Pasó días enteros sentada en el puesto del capitán, situado en la torre de control, que Tuf había abandonado por no ser demasiado conveniente para sus necesidades, contemplando secciones en el cuaderno de bitácora escogidas al azar y proyectadas luego en la gran pantalla.
Caminó por un laberinto de pasillos y cubiertas, descubrió tres esqueletos en zonas apartadas del Arca {sólo dos de ellos eran humanos) y le sorprendió encontrar un cruce de pasillos donde los resistentes mamparos de acero especial estaban ennegrecidos y algo resquebrajados, como si hubieran soportado los efectos de un intenso calor.
Pasó horas en una librería que había hallado, tocando los viejos libros y sosteniendo en sus manos los tomos compuestos por delgadas hojas de metal o plástico y maravillándose al descubrir algunos fabricados con papel auténtico.

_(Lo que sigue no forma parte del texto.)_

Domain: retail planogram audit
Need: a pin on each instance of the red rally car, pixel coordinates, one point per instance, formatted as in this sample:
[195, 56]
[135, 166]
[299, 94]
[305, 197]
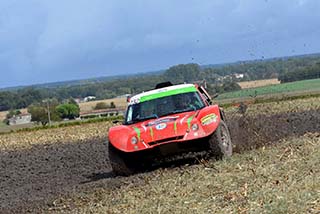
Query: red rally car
[165, 121]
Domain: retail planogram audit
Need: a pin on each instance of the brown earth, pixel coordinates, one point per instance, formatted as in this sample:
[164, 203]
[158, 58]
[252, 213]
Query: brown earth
[30, 179]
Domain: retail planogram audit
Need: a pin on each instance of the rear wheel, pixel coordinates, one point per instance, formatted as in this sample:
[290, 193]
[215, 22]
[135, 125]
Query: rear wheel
[220, 142]
[120, 162]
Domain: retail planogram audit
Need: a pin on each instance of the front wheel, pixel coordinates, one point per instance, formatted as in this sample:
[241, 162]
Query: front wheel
[120, 162]
[220, 142]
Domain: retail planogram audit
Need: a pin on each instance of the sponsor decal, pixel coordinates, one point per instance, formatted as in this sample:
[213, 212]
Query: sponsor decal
[164, 120]
[137, 130]
[208, 119]
[151, 132]
[189, 121]
[161, 126]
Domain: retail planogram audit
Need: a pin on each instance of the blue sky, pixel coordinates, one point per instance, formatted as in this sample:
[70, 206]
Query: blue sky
[46, 41]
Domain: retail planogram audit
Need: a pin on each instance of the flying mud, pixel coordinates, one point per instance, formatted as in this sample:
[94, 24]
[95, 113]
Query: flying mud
[33, 178]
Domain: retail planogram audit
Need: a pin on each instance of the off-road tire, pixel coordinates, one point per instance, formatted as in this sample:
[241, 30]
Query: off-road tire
[220, 142]
[120, 162]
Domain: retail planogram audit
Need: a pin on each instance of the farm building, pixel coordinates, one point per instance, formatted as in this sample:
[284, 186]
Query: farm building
[102, 113]
[20, 119]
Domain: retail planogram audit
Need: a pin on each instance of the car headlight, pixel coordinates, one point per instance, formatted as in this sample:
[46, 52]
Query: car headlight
[194, 127]
[134, 140]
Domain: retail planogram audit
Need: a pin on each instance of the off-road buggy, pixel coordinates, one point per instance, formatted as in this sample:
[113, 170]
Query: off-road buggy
[165, 122]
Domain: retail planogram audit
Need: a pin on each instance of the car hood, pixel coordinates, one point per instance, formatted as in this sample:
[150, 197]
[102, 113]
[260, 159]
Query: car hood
[165, 127]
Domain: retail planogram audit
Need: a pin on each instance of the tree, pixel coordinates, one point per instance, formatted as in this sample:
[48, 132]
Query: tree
[112, 105]
[44, 112]
[68, 111]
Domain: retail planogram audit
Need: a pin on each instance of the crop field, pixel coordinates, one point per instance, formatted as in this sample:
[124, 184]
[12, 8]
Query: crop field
[258, 83]
[275, 169]
[88, 106]
[303, 87]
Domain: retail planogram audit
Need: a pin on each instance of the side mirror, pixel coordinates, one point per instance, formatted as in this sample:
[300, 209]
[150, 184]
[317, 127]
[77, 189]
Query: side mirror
[115, 121]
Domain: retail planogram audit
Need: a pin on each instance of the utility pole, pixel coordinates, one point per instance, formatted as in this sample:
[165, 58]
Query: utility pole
[48, 110]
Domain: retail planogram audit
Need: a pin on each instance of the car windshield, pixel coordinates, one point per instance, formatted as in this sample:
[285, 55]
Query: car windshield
[163, 106]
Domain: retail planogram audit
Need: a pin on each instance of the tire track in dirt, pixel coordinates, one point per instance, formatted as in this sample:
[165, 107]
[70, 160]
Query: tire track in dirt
[35, 177]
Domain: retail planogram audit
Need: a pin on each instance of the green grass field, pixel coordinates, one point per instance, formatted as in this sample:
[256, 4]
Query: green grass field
[296, 87]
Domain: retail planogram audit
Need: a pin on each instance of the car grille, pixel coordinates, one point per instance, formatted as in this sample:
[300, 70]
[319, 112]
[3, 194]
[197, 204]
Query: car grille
[166, 140]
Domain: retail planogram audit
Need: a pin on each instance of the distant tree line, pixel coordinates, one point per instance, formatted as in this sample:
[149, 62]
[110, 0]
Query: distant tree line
[219, 79]
[309, 72]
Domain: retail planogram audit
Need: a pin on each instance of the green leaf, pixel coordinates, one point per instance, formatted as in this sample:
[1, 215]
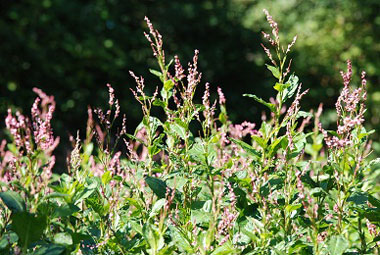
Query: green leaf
[225, 249]
[274, 70]
[153, 238]
[337, 245]
[106, 177]
[260, 141]
[180, 240]
[272, 107]
[63, 238]
[159, 102]
[168, 85]
[246, 147]
[50, 249]
[158, 186]
[280, 87]
[157, 207]
[292, 88]
[28, 227]
[13, 201]
[8, 239]
[65, 210]
[179, 130]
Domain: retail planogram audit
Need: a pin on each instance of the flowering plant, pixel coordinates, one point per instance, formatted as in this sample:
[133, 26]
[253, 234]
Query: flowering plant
[287, 186]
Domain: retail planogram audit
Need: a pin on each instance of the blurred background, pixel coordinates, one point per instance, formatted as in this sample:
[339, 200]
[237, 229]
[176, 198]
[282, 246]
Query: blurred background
[72, 48]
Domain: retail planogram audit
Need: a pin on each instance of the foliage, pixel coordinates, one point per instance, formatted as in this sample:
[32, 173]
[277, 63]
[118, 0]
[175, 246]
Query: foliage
[192, 182]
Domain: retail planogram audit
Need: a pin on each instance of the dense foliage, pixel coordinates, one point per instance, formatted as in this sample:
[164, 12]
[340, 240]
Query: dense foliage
[192, 182]
[71, 48]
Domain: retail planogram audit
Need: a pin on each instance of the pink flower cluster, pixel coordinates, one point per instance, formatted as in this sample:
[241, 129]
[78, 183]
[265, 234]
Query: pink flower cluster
[350, 110]
[42, 113]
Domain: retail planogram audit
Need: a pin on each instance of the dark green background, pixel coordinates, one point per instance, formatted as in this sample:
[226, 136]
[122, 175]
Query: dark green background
[72, 48]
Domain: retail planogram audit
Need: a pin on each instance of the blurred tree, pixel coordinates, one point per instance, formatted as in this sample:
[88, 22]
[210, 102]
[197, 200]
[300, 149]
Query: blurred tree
[71, 49]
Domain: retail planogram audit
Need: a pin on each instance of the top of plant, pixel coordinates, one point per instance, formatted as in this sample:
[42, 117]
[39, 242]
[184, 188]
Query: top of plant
[228, 189]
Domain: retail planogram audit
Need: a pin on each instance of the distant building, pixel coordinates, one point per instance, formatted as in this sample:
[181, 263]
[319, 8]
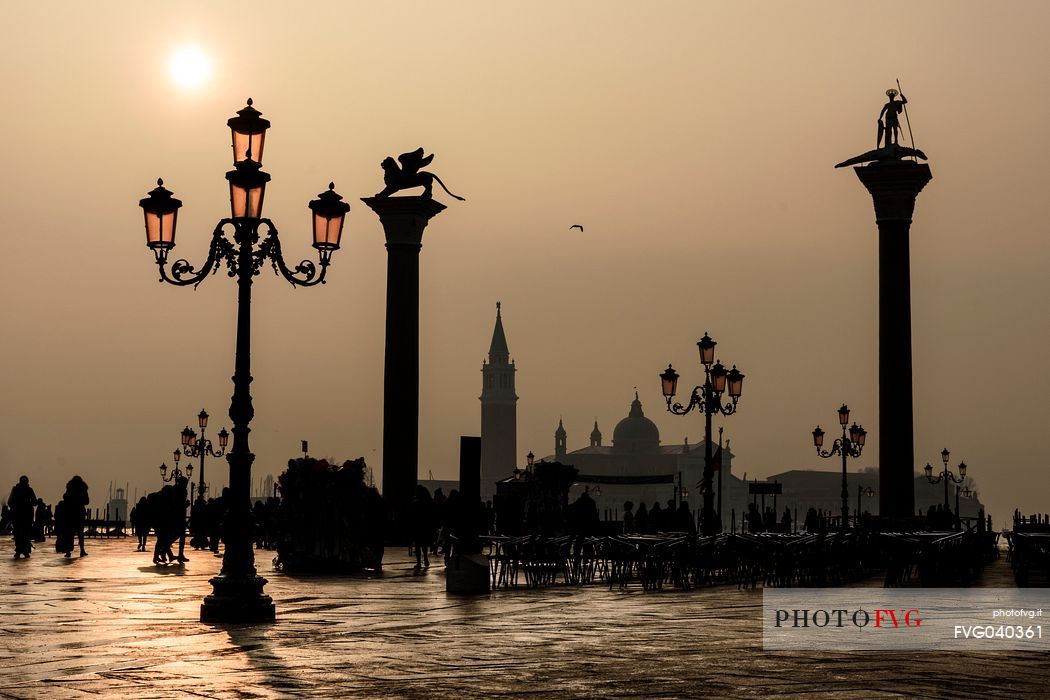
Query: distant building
[118, 506]
[446, 485]
[807, 488]
[635, 467]
[499, 412]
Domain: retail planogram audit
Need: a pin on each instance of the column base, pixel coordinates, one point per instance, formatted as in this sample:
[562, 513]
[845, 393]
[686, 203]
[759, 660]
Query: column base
[237, 599]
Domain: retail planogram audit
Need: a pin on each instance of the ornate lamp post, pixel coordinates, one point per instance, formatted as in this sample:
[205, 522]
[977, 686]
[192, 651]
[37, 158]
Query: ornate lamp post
[846, 446]
[243, 242]
[176, 472]
[865, 492]
[200, 446]
[946, 475]
[707, 398]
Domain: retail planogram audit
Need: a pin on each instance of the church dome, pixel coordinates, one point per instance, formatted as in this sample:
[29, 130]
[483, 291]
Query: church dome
[635, 433]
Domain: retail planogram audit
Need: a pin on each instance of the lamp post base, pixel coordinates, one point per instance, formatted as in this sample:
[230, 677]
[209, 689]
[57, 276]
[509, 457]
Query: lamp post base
[237, 599]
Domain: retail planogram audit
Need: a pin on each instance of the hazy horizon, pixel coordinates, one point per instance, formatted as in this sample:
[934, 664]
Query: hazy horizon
[694, 142]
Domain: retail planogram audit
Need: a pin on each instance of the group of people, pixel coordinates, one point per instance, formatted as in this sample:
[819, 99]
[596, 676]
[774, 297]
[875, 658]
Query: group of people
[765, 521]
[164, 512]
[670, 518]
[33, 521]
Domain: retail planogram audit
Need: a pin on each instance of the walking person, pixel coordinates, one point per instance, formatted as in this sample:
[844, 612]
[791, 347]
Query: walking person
[423, 526]
[22, 503]
[76, 500]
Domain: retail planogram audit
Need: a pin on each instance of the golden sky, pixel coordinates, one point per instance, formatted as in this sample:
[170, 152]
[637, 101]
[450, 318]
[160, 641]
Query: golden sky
[694, 142]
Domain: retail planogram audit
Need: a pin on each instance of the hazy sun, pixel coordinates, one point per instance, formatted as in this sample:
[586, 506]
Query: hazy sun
[189, 66]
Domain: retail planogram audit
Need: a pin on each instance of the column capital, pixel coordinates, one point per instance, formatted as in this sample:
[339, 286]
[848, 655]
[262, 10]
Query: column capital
[404, 218]
[894, 186]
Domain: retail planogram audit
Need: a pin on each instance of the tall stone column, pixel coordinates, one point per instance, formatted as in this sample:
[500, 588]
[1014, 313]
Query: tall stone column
[403, 220]
[894, 186]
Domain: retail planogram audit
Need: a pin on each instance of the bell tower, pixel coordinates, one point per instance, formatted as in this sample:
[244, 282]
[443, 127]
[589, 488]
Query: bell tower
[499, 412]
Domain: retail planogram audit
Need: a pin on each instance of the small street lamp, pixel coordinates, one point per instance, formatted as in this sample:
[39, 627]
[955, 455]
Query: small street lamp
[946, 475]
[868, 492]
[849, 445]
[243, 242]
[707, 398]
[200, 446]
[176, 473]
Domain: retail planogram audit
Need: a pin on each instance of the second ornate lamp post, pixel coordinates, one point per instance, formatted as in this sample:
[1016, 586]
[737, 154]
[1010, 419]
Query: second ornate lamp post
[707, 398]
[176, 472]
[243, 241]
[946, 475]
[846, 446]
[200, 446]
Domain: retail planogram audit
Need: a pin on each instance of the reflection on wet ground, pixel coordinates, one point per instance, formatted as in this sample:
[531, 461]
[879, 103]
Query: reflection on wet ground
[111, 624]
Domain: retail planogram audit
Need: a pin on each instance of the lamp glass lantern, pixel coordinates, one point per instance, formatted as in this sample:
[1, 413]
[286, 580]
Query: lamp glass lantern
[669, 381]
[707, 347]
[718, 378]
[735, 379]
[329, 213]
[161, 211]
[247, 189]
[248, 132]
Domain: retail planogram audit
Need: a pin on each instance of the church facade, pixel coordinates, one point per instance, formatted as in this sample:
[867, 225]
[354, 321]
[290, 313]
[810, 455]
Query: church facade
[636, 467]
[499, 412]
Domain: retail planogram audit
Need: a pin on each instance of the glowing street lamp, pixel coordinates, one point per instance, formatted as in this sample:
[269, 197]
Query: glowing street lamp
[708, 399]
[243, 242]
[849, 445]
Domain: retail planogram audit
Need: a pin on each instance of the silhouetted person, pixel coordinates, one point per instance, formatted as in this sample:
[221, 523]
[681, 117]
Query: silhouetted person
[140, 521]
[77, 501]
[642, 518]
[889, 125]
[770, 520]
[22, 503]
[421, 525]
[439, 520]
[177, 515]
[216, 513]
[584, 513]
[63, 528]
[41, 522]
[684, 518]
[656, 523]
[628, 517]
[754, 518]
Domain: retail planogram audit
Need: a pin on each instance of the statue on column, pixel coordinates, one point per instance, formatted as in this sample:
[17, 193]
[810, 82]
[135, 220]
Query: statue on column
[407, 175]
[887, 142]
[890, 128]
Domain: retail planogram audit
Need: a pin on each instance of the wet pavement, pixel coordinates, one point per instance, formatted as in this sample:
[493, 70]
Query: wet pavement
[113, 624]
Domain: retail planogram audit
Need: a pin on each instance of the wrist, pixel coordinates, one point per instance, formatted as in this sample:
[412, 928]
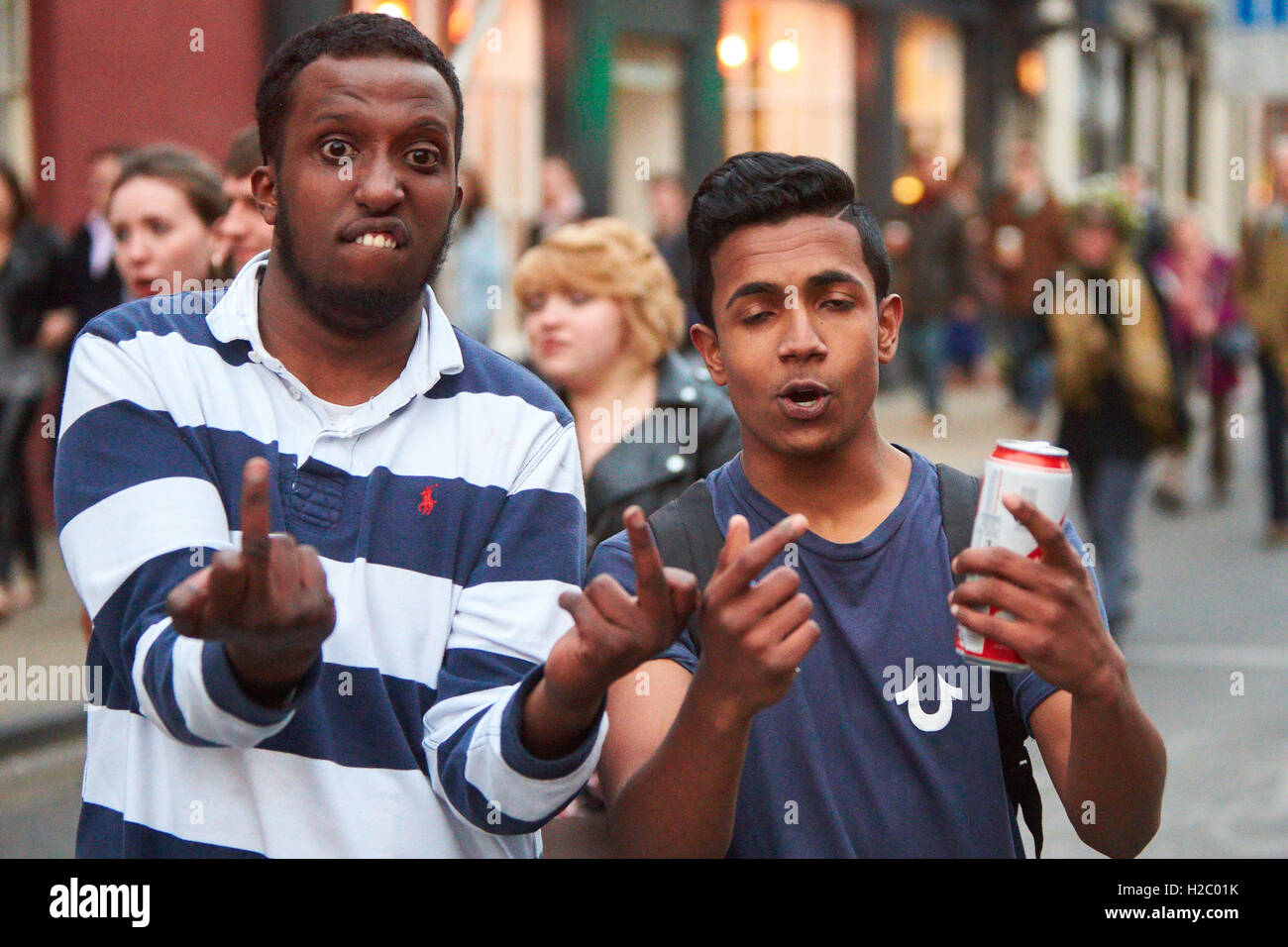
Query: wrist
[268, 681]
[725, 711]
[1106, 688]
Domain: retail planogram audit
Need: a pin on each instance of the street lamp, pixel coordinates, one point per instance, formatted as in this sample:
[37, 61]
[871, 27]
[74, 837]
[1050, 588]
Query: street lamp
[733, 51]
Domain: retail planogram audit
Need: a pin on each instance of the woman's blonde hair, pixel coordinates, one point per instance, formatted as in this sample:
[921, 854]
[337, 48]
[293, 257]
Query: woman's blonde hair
[610, 258]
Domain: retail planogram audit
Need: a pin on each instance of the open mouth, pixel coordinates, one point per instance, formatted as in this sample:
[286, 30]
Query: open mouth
[804, 401]
[382, 241]
[377, 234]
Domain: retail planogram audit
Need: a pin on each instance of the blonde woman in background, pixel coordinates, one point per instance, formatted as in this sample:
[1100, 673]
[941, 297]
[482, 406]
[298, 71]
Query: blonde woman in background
[603, 320]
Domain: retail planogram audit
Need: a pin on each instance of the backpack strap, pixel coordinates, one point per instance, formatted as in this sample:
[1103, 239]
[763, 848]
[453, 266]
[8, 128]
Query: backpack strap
[958, 497]
[690, 538]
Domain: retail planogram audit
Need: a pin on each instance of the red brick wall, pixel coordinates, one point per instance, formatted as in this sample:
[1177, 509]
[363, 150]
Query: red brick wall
[106, 71]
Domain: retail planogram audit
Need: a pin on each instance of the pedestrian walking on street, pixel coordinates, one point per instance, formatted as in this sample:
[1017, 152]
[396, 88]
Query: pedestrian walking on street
[934, 278]
[1209, 339]
[1026, 245]
[35, 316]
[1262, 295]
[1115, 384]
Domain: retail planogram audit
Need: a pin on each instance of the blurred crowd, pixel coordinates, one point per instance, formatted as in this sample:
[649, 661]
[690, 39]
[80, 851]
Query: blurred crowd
[987, 274]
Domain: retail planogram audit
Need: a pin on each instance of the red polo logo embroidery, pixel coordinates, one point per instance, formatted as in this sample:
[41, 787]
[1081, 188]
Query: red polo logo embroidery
[426, 500]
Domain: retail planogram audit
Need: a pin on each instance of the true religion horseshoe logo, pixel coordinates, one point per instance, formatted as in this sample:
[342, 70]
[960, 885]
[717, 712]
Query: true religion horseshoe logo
[928, 723]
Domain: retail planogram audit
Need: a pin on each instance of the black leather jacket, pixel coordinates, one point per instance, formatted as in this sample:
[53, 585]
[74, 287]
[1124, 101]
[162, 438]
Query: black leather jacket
[692, 432]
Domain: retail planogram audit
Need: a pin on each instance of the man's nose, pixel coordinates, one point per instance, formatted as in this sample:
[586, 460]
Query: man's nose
[380, 188]
[802, 338]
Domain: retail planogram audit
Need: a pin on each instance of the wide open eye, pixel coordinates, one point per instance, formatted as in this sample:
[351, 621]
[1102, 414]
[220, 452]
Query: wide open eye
[423, 158]
[336, 149]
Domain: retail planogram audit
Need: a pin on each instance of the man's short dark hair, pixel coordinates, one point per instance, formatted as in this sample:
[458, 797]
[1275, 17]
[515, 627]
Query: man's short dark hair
[763, 187]
[344, 38]
[244, 154]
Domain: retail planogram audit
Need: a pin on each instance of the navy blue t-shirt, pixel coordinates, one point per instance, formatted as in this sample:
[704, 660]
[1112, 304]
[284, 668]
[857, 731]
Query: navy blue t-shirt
[863, 757]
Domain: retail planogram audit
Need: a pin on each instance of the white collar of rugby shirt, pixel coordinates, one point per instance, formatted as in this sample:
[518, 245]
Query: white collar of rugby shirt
[434, 354]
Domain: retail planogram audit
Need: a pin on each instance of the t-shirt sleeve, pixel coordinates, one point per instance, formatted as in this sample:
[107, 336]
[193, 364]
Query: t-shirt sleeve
[1028, 688]
[613, 557]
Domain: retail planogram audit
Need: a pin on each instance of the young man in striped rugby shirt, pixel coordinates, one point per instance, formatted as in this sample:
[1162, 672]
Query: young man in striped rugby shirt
[323, 538]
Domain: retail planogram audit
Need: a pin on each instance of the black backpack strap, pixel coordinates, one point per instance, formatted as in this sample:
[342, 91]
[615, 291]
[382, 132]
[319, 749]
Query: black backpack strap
[690, 538]
[958, 497]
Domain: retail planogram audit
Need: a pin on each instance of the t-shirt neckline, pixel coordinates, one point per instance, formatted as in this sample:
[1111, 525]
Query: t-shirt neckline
[771, 514]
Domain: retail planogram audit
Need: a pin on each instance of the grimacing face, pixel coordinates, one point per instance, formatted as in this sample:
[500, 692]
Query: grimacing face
[364, 195]
[799, 334]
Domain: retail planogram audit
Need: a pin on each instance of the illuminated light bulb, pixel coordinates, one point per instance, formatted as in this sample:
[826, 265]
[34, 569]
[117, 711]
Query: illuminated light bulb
[784, 55]
[907, 189]
[732, 51]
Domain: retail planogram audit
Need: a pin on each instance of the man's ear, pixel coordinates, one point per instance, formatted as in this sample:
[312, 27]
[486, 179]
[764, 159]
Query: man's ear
[263, 187]
[707, 344]
[889, 320]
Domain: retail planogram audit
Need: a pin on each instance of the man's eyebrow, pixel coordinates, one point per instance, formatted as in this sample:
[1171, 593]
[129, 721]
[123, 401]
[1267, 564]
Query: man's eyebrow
[829, 275]
[751, 289]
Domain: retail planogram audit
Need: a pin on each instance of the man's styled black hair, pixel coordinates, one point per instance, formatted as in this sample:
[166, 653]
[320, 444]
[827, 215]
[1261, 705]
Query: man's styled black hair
[764, 187]
[344, 38]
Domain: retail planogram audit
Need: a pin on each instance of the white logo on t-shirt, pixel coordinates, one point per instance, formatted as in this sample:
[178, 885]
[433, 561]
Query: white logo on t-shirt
[928, 723]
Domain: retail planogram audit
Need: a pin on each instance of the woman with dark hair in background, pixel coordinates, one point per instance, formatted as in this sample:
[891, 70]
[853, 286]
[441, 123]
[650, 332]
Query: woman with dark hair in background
[471, 285]
[33, 291]
[162, 211]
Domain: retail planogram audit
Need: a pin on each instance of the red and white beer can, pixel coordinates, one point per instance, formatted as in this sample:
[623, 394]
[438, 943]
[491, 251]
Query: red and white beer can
[1037, 472]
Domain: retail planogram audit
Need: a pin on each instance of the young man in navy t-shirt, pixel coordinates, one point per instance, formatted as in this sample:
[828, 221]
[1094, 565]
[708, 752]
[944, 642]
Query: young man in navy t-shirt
[828, 712]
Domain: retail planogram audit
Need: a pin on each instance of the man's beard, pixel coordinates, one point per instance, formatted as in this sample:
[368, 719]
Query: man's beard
[347, 308]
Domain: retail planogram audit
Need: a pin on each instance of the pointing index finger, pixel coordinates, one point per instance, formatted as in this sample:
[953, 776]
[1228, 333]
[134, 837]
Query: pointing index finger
[651, 587]
[256, 515]
[756, 556]
[1050, 536]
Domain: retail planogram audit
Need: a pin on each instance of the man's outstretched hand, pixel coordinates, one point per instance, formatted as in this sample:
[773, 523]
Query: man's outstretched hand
[268, 603]
[613, 633]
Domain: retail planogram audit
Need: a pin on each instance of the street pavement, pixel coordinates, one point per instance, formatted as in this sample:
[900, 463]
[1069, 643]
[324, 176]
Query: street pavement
[1207, 656]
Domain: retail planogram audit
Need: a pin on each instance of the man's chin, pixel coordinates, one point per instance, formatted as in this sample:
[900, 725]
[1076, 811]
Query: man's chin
[361, 311]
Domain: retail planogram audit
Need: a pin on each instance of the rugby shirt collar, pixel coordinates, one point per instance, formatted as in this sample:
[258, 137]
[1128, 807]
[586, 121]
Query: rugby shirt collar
[436, 352]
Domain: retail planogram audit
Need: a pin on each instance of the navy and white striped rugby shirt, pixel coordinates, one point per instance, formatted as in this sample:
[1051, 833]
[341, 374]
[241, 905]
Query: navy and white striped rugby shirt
[449, 514]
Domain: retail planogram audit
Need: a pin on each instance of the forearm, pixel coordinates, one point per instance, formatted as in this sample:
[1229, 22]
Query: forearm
[1117, 762]
[269, 678]
[554, 728]
[682, 801]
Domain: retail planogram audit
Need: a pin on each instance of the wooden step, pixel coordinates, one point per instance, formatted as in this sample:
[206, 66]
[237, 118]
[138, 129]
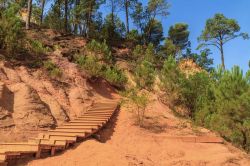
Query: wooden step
[78, 127]
[21, 145]
[88, 120]
[2, 157]
[91, 118]
[82, 124]
[96, 114]
[3, 163]
[66, 138]
[48, 142]
[105, 104]
[74, 130]
[73, 134]
[102, 109]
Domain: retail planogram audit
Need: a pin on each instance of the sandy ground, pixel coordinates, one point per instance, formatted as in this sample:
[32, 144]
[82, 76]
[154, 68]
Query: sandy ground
[125, 144]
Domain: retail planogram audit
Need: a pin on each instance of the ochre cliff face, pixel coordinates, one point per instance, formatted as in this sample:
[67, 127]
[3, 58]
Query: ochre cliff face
[31, 100]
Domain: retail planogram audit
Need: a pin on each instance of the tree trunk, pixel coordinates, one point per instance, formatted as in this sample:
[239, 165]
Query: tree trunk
[126, 4]
[66, 15]
[42, 10]
[29, 14]
[222, 56]
[89, 18]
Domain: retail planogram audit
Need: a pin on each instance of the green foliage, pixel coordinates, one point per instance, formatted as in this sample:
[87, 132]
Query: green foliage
[37, 47]
[113, 29]
[171, 76]
[90, 64]
[153, 32]
[141, 53]
[11, 33]
[169, 49]
[145, 75]
[115, 76]
[101, 48]
[179, 35]
[140, 101]
[203, 60]
[133, 37]
[219, 100]
[53, 69]
[218, 31]
[230, 114]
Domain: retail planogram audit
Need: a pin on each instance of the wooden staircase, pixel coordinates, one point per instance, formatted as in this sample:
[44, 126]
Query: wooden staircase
[63, 136]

Volvió a la cubierta de aterrizaje y estuvo inspeccionando alguna de las naves en ruinas que Tuf había ido amontonando en ella. Fue a la armería y contempló una aterradora colección de armas, algunas de ellas tan viejas que ya no funcionaban, otras imposibles de reconocer, varias absolutamente prohibidas en todos los mundos civilizados.
Recorrió la inmensa penumbra del eje central, que perforaba la nave de un extremo al otro, y el eco de sus pisadas resonó en el techo a lo largo de sus treinta kas de extensión, respirando algo agitadamente al final del trayecto. A su alrededor había cubas de clonación, tanques de crecimiento, aparatos de microcirugía y una asombrosa profusión de terminales de ordenador. El noventa por ciento de los tanques estaban vacíos pero, de vez en cuando, la Maestre de Puerto encontró vida en su interior. Pegó la nariz al cristal polvoriento y mucho más grueso de lo normal, distinguiendo en el fluido traslúcido tenues siluetas de criaturas que estaban vivas, algunas tan pequeñas como su mano y otras tan grandes como un tubotrén. Todo aquello la hizo estremecer.